In a world coming together along new geo-political fault lines and falling apart at old ones, few people are as equipped to comment on the political realities of our planet as travel writers, and few such writers are as reputed and reviled as Robert Kaplan.
After spending most of the 1990s wandering through Eastern Europe, West Africa, the Middle East and Asia, Kaplan released two of the post-Cold War era's most influential books, Balkan Ghosts and The Ends of the Earth. His chilling accounts of simmering ethnic hatreds, religious fundamentalism and inhuman squalor seemed clairvoyant to readers who, but a few years later, witnessed bloody conflicts erupt in Bosnia and Sierra Leone and tumultuous upheavals in Pakistan and Cambodia.
In his latest release, titled The Coming Anarchy, Kaplan collects nine articles published during the last decade, offering more theory and analysis than the reporting for which he earned his reputation. The pieces present a compelling and often haunting realpolitik vision of what our world may soon become.
The articles address a variety of topics: the place of idealism in directing foreign policy, the global prospects for democracy, the emergence of new specialized intelligence services and the dangers of complacency during extended periods of peace. Throughout the essays, Kaplan applies his trademark realism, which he claims resonates with "the military and intelligence communities, where accountability is based less on false displays of idealism than on the ability to pinpoint trouble spots a few years down the road."
And the "trouble spots," according to Kaplan, are numerous. Though the book as a whole does not embrace one single theme, it does, however, produce a patchwork image of a rapidly bifurcating world in which the haves, read the US, Canada, Europe and Pacific Rim countries, are eclipsing the have-nots in human development at a rate that may undermine global security.
From Nigeria and Mali, to China and Indonesia, Kaplan points to the environmental devastation, ethnic tension, poverty and political instability that are forming powder kegs for conflicts that may be larger than the UN can, or will be willing to handle. To address the grave dangers that these countries or regions represent, Kaplan espouses a doctrine of "proportionalism," in which the US applies aid in doses commensurate to the given country's strategic importance and the likelihood of success of a given program. "Proportionalism is anathema to moral and ideological purists. It tempers implacable principle with common sense," writes Kaplan.
As primarily essays on theory, however, The Coming Anarchy strays into academic territory where Kaplan's brilliance in travel observations is at times overshadowed by the alarmingly wide brush used in painting his grim picture of the world.
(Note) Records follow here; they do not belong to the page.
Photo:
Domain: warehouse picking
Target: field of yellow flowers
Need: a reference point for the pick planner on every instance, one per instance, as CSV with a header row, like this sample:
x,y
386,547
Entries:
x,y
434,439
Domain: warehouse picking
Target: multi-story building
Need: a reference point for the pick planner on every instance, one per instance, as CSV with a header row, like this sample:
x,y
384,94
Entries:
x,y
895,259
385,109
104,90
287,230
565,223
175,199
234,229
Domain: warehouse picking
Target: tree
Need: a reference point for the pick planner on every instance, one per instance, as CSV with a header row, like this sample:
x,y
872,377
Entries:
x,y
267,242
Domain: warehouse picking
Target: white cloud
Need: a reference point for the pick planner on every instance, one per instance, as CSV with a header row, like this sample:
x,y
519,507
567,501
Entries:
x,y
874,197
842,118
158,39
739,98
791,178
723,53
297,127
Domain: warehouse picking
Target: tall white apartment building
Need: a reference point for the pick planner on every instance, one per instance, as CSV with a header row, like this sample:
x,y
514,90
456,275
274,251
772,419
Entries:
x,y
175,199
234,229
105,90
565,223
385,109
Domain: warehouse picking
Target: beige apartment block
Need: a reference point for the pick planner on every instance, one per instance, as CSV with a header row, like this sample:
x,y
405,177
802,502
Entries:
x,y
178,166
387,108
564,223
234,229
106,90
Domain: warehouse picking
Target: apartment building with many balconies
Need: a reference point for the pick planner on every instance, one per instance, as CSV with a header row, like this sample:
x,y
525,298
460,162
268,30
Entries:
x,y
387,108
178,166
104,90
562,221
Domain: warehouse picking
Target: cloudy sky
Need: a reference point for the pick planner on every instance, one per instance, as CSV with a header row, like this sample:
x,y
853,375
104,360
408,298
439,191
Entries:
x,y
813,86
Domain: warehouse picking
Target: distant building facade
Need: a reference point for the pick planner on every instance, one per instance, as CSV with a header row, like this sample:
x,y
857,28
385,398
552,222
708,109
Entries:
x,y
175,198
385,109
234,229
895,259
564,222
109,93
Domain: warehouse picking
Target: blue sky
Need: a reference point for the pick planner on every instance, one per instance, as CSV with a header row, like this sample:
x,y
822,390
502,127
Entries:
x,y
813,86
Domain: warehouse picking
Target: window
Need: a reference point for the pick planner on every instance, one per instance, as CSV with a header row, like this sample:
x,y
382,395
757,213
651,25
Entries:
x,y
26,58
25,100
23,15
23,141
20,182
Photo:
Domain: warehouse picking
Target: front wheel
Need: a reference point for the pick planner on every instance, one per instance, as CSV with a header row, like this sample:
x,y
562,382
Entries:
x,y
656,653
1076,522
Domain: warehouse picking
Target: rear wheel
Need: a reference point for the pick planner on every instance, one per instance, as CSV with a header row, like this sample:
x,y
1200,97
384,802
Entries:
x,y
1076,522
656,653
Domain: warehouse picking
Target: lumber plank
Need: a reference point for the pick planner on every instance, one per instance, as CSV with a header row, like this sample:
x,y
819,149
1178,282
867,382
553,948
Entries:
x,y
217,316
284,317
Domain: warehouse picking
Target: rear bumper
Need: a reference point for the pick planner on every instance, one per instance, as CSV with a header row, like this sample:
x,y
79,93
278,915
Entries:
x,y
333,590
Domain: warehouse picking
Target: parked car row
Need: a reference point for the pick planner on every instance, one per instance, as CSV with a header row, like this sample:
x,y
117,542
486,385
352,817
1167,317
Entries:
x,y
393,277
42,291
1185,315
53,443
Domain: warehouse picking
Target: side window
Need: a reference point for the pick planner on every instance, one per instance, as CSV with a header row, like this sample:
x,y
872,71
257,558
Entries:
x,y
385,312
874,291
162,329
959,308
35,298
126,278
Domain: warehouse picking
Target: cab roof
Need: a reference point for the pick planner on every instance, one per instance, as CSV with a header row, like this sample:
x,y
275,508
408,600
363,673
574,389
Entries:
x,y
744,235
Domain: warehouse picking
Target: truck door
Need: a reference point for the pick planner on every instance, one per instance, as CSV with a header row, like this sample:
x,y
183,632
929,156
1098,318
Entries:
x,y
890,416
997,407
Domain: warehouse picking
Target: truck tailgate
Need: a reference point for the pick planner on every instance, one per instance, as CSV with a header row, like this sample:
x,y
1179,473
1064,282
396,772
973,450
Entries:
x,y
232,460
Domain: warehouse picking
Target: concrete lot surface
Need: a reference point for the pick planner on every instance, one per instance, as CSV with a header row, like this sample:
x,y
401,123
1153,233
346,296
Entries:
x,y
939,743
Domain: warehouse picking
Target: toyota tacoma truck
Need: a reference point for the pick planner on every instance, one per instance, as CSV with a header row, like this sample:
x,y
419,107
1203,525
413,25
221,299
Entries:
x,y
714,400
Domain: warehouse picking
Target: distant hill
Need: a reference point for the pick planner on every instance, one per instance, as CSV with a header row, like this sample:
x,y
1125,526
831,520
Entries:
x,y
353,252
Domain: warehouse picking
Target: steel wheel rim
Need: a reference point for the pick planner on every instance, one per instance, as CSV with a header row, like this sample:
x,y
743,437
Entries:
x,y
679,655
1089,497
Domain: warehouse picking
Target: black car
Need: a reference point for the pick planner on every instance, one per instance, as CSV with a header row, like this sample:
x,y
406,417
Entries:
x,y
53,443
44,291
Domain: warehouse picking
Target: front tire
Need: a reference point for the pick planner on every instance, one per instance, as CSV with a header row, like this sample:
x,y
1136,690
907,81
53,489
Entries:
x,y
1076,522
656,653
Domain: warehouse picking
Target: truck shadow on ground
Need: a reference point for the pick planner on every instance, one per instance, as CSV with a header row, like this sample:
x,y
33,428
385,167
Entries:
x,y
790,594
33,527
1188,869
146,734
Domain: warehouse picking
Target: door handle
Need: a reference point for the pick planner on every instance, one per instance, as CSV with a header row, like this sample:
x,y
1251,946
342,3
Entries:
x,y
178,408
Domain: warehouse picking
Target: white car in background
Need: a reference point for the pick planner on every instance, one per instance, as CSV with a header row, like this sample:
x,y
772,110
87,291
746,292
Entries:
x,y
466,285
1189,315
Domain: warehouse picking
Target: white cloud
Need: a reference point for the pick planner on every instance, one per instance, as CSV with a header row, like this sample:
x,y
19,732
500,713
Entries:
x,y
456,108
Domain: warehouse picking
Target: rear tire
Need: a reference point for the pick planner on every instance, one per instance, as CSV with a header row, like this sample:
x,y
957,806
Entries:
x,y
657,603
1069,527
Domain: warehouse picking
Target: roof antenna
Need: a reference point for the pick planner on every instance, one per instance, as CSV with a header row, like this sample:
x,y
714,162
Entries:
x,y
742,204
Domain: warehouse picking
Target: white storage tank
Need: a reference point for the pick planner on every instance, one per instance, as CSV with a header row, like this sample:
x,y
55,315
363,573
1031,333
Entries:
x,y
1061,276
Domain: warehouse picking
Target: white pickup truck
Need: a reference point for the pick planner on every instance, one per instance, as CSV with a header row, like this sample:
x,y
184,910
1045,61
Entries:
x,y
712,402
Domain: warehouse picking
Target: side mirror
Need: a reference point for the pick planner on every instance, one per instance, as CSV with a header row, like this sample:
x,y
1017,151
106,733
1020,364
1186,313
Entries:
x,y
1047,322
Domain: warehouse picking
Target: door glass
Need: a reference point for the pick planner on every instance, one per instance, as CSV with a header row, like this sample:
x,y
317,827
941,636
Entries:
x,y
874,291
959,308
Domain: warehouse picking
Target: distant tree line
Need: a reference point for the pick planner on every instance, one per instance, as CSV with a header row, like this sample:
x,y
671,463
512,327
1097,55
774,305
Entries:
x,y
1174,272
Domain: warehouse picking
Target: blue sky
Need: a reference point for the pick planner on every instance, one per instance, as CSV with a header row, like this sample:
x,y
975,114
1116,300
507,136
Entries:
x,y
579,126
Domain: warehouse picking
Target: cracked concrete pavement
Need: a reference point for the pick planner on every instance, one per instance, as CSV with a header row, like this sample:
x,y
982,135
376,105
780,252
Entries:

Readers may be left rolling their eyes at sweeping generalizations like the following: "It [Islam] is the one religion that is prepared to fight [sic]."
Kaplan's regular commentary on issues in America, the focus of a third book released in the 1990's, titled An Empire Wilderness -- The United States, is equally careless. Pointing to trends of inner city crime, walled communities, mind-numbing commercialism and the preeminence of entertainment in the place of social debate, Kaplan attempts to suggest the US is walking the same path toward potential national ruin in the same way some West African countries are imploding. Without a doubt, the US has serious problems. But famine, irreparable environmental damage, and the constant threat of civil war are certainly not among them.
The occasional tendency to take his points too far, however, does not deter from the greater body of work. The strongest points are made in the book's second essay, "Was Democracy Just a Moment," originally published in 1997, in which Kaplan delivers a scathing indictment of the US' crusade to export democracy to Haiti and other states where the lack of a substantial middle class, ethnic tension and low education levels condemn populations to an inevitable downward spiral into chaos. The author instead holds up so-called "hybrid regimes" with open markets and authoritarian governments, such as China under Deng Xiaoping and Jiang Zemin, as preferable models for countries where democracy, in his view, stands little chance of surviving. It was unreasonable, Kaplan says, "to put a gun to the head of the peoples of the developing world and say, in effect 'Behave as if you have experienced the Western Enlightenment to the degree that Poland and the Czech Republic did."
A decade into the post-Cold War era, we are rapidly learning that the new world order is shaping up much more in line with Kaplan's disturbing vision than, for example Francis Fukuyama's starry-eyed prediction of the end of history. The Coming Anarchy, by laying bare the "uncomfortable truths" of our times, solidifies Kaplan's position as one of the leading voices on international relations.